Inzwischen arbeiten dort rund 360 Beschäftigte. Und noch ein drittes Problem drängt. Dem Kreiskrankenhaus Alsfeld droht die Privatisierung, was in der Regel Verschlechterungen für Patienten und Beschäftigte bedeutet. Um es weiter in öffentlicher Hand zu halten, hat ver.di Osthessen die Kommunalpolitiker in einem offenen Brief zu einer Zusammenarbeit der Krankenhäuser Alsfeld und Bad Hersfeld aufgefordert, da sich beide Einrichtungen im Angebot an Gesundheitsdienstleistungen ergänzen können. "Da muss ich wohl wieder ran", sagt Angelika Kappe, "und die dicken Bretter bohren". Geduld braucht sie. Einen langen Arbeitstag hat sie ohnehin oft, weil sie seit Anfang des Jahres auch stellvertretende Geschäftsführerin des ver.di-Bezirks Hanau ist.

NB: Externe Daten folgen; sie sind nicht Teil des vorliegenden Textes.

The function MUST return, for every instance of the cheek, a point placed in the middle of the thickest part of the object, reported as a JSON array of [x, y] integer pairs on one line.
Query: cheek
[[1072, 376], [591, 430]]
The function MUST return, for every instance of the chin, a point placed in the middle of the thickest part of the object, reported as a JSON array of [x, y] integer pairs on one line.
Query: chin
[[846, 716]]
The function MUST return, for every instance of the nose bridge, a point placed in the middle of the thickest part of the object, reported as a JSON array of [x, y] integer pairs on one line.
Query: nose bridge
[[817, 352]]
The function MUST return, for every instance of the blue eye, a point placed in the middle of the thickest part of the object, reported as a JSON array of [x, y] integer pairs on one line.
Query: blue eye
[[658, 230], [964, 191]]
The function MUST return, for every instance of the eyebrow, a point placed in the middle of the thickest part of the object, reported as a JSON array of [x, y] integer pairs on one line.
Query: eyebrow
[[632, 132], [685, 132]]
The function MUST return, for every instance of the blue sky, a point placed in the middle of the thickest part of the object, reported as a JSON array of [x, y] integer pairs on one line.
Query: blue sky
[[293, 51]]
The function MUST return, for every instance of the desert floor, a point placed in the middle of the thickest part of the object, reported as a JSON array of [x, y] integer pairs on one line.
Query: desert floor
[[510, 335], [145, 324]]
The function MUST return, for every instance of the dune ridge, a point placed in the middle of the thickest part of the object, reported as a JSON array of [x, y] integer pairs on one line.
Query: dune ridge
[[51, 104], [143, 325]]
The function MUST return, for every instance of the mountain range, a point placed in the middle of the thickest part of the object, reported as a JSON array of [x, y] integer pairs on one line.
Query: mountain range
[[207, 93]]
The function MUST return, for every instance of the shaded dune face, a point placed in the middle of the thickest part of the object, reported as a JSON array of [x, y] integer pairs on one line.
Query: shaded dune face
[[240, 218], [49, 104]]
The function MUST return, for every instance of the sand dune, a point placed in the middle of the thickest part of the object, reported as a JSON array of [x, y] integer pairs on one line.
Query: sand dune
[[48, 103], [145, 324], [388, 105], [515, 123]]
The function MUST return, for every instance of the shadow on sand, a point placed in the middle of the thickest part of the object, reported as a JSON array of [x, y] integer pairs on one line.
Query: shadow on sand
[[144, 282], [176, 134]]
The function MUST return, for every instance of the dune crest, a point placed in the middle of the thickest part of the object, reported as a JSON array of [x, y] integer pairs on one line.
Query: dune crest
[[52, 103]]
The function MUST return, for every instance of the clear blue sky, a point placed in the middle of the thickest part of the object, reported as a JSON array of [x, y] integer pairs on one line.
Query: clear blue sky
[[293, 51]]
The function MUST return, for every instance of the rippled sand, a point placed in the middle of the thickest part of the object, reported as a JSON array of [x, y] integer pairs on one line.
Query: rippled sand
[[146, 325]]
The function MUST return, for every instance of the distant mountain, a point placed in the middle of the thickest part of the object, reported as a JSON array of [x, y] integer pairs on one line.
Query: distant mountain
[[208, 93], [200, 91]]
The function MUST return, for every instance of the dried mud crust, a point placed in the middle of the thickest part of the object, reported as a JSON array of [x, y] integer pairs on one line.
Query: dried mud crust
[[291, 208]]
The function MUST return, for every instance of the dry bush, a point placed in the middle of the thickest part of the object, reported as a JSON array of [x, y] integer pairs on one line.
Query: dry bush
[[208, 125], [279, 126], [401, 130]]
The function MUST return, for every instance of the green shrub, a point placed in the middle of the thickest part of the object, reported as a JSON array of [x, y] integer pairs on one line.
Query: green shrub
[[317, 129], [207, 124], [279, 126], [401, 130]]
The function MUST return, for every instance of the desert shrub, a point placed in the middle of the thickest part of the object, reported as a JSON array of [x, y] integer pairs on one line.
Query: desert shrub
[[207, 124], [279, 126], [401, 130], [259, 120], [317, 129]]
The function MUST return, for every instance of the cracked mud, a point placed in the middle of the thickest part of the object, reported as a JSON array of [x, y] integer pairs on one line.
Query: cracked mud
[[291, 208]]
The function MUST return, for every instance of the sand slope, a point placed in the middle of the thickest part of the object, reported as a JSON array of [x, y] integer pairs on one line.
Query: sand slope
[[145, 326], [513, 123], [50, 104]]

Sie sieht es so: "Wenn ich nach der Arbeit abends den Bezirksvorstand treffe oder die anstehenden Organisationswahlen vorbereite, dann beginnt halt meine ehrenamtliche Gewerkschaftszeit." In ihrem Büro in der Fuldaer Heinrichstraße ist sie nicht allzu häufig anzutreffen, aber erreichbar ist sie immer. Sie schaltet nur ab, wenn sie ihrem jüngsten Sohn beim Fußballspielen zuschaut.